New Tory leader in for rude awakening as Brexit deadline looms and the British government heads towards disaster.
"Bollocks to Brexit" is the slogan of the Liberal Democratic Party in Britain to which we can ad bollocks to Boris too.
Britain has a new leader, a fabulist once fired from a journalism job for making up quotes. He may still be in a fantasy world with his little Englander rhetoric.
Boris Johnson may well be the last British prime minister if he goes for a no-deal Brexit as he has threatened.
His solution appears to be to bring back the Irish border, despite the fact that the European Union will never agree to that, nor will the Irish government.
Johnson is Trump written small, a political opportunist with no credo other than what's good for Boris. He is clueless on policy.
Sir Alan Duncan, his deputy minister when Johnson was foreign minister, resigned on Monday, saying Johnson was ”the last person on Earth who would make any progress in negotiating with the EU at the moment.”
That’s from someone who worked next to Johnson and realized he's an empty suit.
When it comes to Brexit, Johnson has no real conviction. He infamously had two columns ready -- one for and one against -- as the 2016 Brexit vote came close. He decided opposing Britain’s membership in the EU would be the better career move.
Scottish nationalists and Irish nationalists know that both their countries voted handsomely to stay in Europe. The only way they can possibly stay in Europe is if they separate from England.
Scottish leader Nicola Sturgeon has already made clear that she will seek a new referendum on leaving the U.K. if Johnson does a no-deal Brexit when the deadline comes on October 31.
Scotland voted to stay in the U.K. in a referendum in 2014 after emotional pleas to remain by the English. The ink on that deal was hardly dry before the English demanded they go their own way on Brexit and ignore Scottish sensibilities. A six-point swing from 2014 would do it.

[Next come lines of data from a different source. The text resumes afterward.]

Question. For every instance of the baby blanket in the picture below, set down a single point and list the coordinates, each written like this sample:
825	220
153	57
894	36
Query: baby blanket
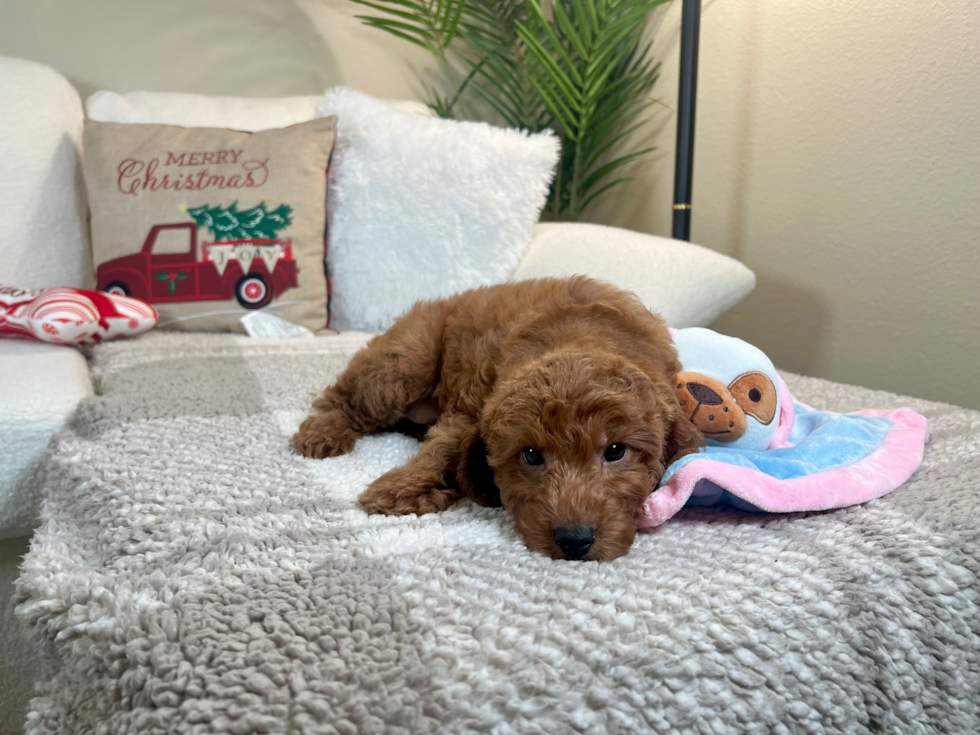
767	452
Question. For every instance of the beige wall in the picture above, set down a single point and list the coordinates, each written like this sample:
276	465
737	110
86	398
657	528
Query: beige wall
838	150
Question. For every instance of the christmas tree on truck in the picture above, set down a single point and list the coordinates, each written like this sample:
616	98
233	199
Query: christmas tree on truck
257	223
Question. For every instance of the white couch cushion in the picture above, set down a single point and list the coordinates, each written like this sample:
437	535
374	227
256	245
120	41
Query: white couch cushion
42	385
424	208
201	111
688	285
43	240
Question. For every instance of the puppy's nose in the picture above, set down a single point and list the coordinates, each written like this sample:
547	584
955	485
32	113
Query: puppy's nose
575	541
704	395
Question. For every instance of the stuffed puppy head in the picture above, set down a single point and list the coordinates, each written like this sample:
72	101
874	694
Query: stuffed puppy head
728	388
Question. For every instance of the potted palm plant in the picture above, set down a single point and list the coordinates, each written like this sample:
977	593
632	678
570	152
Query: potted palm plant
580	67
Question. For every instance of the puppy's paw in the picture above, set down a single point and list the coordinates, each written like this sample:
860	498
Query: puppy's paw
405	490
325	435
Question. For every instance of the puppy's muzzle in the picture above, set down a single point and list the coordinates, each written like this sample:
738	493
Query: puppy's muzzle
575	541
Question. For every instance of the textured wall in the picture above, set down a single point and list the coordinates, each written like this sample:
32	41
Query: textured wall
838	150
838	156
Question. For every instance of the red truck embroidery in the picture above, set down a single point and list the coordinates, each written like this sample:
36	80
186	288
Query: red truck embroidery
253	271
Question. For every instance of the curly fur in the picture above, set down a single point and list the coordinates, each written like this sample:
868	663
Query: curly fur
567	367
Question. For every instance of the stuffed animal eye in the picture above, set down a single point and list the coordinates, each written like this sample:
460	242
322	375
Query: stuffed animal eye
532	456
614	452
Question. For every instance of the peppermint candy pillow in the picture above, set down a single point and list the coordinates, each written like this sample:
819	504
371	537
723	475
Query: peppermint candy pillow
71	316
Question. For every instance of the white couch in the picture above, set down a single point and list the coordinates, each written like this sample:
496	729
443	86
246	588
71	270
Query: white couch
44	243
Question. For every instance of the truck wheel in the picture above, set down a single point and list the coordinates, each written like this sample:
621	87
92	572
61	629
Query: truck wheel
118	288
253	292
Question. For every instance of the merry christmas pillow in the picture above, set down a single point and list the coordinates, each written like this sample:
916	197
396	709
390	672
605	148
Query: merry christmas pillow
208	224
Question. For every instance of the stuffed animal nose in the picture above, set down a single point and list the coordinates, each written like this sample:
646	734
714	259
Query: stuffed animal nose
704	395
575	541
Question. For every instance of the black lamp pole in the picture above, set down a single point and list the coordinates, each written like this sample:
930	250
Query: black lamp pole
687	97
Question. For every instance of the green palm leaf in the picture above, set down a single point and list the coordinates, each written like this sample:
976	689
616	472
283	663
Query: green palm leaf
582	68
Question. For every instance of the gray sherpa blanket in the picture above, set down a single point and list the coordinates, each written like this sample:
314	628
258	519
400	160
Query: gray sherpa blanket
192	574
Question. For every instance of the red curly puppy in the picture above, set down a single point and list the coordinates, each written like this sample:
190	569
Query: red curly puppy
552	397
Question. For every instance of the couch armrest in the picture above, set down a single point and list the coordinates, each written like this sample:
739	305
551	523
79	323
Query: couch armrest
688	285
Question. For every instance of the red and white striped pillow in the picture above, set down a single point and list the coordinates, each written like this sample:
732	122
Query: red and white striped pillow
71	316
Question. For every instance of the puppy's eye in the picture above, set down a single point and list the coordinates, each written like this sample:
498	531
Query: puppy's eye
532	456
614	452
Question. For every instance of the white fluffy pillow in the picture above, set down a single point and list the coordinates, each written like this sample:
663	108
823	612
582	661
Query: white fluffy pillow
688	285
422	208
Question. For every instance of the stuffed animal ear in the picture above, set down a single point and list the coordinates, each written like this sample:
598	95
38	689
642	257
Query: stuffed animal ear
755	394
682	438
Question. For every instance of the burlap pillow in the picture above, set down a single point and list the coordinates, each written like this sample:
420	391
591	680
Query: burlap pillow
207	224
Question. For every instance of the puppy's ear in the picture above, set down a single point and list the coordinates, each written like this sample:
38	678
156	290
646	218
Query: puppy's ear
683	437
473	475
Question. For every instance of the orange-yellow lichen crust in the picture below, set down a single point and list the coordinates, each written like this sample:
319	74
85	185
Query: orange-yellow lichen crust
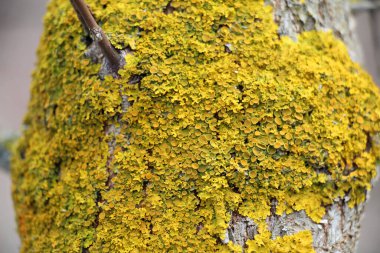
227	117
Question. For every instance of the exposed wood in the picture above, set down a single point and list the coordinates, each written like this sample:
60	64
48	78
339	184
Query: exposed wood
97	34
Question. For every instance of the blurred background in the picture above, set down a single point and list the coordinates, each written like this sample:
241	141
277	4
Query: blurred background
20	28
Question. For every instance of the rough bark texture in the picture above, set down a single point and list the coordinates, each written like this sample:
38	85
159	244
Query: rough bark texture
294	18
338	231
126	173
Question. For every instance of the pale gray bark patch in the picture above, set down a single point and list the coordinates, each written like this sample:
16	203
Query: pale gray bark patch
338	231
240	230
293	17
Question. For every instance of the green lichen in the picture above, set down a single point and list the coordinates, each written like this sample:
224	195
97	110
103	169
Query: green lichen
227	117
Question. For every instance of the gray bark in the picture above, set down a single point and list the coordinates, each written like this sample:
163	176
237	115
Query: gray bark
338	231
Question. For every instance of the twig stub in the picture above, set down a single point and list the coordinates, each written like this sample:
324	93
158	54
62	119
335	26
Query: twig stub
97	34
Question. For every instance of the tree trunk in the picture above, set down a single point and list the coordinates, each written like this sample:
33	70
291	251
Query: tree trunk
220	133
338	231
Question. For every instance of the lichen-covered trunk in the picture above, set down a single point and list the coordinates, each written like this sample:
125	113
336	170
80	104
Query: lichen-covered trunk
223	132
339	229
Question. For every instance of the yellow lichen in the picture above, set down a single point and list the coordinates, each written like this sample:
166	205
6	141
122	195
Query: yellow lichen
227	117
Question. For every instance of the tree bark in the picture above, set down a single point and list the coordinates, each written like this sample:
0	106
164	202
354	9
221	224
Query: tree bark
116	180
339	229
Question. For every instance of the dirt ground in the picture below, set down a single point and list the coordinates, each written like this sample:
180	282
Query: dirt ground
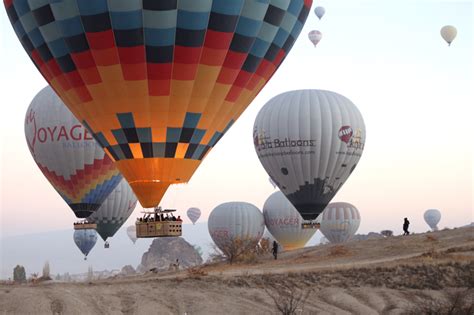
396	275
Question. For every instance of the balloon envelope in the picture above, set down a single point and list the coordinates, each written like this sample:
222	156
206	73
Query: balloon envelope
339	222
284	222
448	32
235	221
319	11
157	82
85	240
132	233
432	218
115	210
315	37
309	142
71	160
194	214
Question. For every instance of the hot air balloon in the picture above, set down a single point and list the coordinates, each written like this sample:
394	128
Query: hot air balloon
432	218
193	214
284	222
309	142
85	240
132	233
71	160
315	37
319	11
116	209
233	222
158	83
339	222
448	32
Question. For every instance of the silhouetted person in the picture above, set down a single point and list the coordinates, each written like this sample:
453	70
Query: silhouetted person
275	249
406	224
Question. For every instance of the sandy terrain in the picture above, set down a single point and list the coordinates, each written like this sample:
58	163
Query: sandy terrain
397	275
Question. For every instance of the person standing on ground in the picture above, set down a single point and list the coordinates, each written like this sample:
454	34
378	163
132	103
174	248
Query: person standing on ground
406	224
275	249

In Ireland, sometime in the next decade, a referendum on Irish unity is likely to take place. If Johnson does the dirty on the Irish, expect a very strong united Ireland vote.
Demographics are destiny in the North, and there will be a growing nationalist majority and increasing numbers of moderate unionists perhaps ready to consider uniting.
Johnson inherits the prime minister’s job from Theresa May, the worst British prime minister of the modern era (Johnson may soon claim that title, though.)
By pressing the start button on leaving Europe, something that she demonstrably should not have done until a deal was sorted out, she doomed her term in office.
Now there is an impossible deadline of October 31 that Johnson has vowed to keep which will never be met.
Already over 40 Tory MPs have vowed to not support a no-deal on Brexit -- enough to bring the Johnson government down.
Johnson may or may not understand the stakes, but as an Eton and Oxford boy, he has that insufferable arrogance of the British ruling class. But can he deal with what is coming down the track which could well destroy the United Kingdom?
As for Johnson, as like Trump, everything is about him.
He is about to get a rude awakening. He is walking into the greatest crisis since the prologue to the Second World War in Britain. Back then the British produced a great war prime minister in Winston Churchill.
Johnson apparently fancies himself as a modern-day Churchill. He’s more like a yapping dog, capable of lots of noise but with no idea what he’s barking about.